The stage musical version of BatB is wonderful, and I recommend you catch a performance if it ever comes to town. It expands on the original by going deeper. The original film has a shot of Belle reading to Beast by the fire; the stage musical explains that Beast never learned to read, and so she reads to him and he loves her stories, and therefore he knows that the perfect gift for her is the library. Every step brings them closer together, naturally, gently. The songs added for the stage musical, especially “Home”, are woven from cues and themes that played as background music in the original.

This film, on the other hand, sacrifices some of the core elements of the original story so that it can pile on some disconnected details.

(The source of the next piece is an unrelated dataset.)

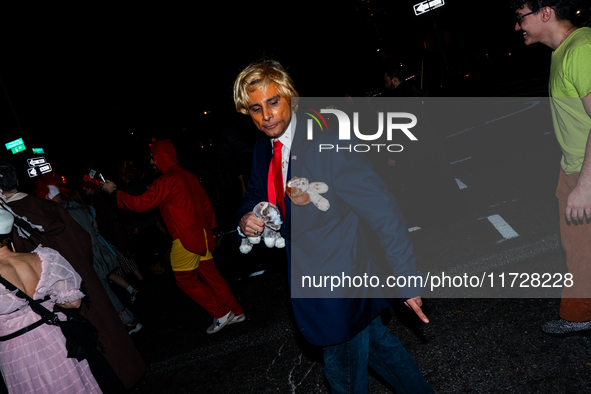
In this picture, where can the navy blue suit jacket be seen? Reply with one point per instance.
(334, 242)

There’s no longer any real reason for Beast to gift the library to Belle, for example (and now he does so as an afterthought), but now you get to meet the enchantress who curses the castle (who happens to look very much like one of the townspeople), and you also get to learn a few things about Belle’s late mother. Are they all one and the same person? Who knows? The film doesn’t bother to explore that.

Three new songs are added to the film, but even though they’re written by Menken and Rice, they don’t seem to fit here. Meanwhile “Home” is tantalizingly teased, relegated again to background music in a scene or two. The final newly-added song, “Evermore,” is just weird. “Even as she runs away / She will still torment me” sounds more like Frollo pining after Esmeralda in the Hunchback of Notre Dame.

The original film beautifully contrasted Beast and Gaston – one twisted on the outside, the other on the inside. This film’s Beast is less frightening and more refined all around (and also less physically imposing), while the story perplexingly tries to make Gaston slightly less unlikable by portraying him as a war hero, and shows him actually interested in helping Maurice at one point (if for the wrong reasons). A scene with Beast asking Belle to run away with him is completely nonsensical as she’s still his prisoner at this point. There are so many more secondary characters (Plumette, Cadenza, even a hatrack), but all the playful banter between Lumiere and Cogsworth is gone – there’s less interaction between the two of them than there is between Lumiere and Plumette, and the cruel change of the castle denizens into inanimate objects is the stuff of nightmares.

The sets are obviously all computer-generated and spray-painted styrofoam, looking more like a video game than a movie. Beast also suffers from the same problem that so often plagues the Incredible Hulk: he’s supposed to be large, weighty, massive, and yet he springs from place to place like a flea. There’s no intertia or momentum to him. And most of the castle scenes, especially during the climax, are as washed-out dark grey as the Man of Steel’s Metropolis. I want to say that Emma Watson’s Belle running around the castle was virtually indistinguishable from Hermione running around Hogwarts, except that Hogwarts felt larger, more weathered, more like a real place and less like a set.

So, all in all, I was disappointed. I know I’m in the minority here, but I don’t think the film stood very well on its own or as a remake.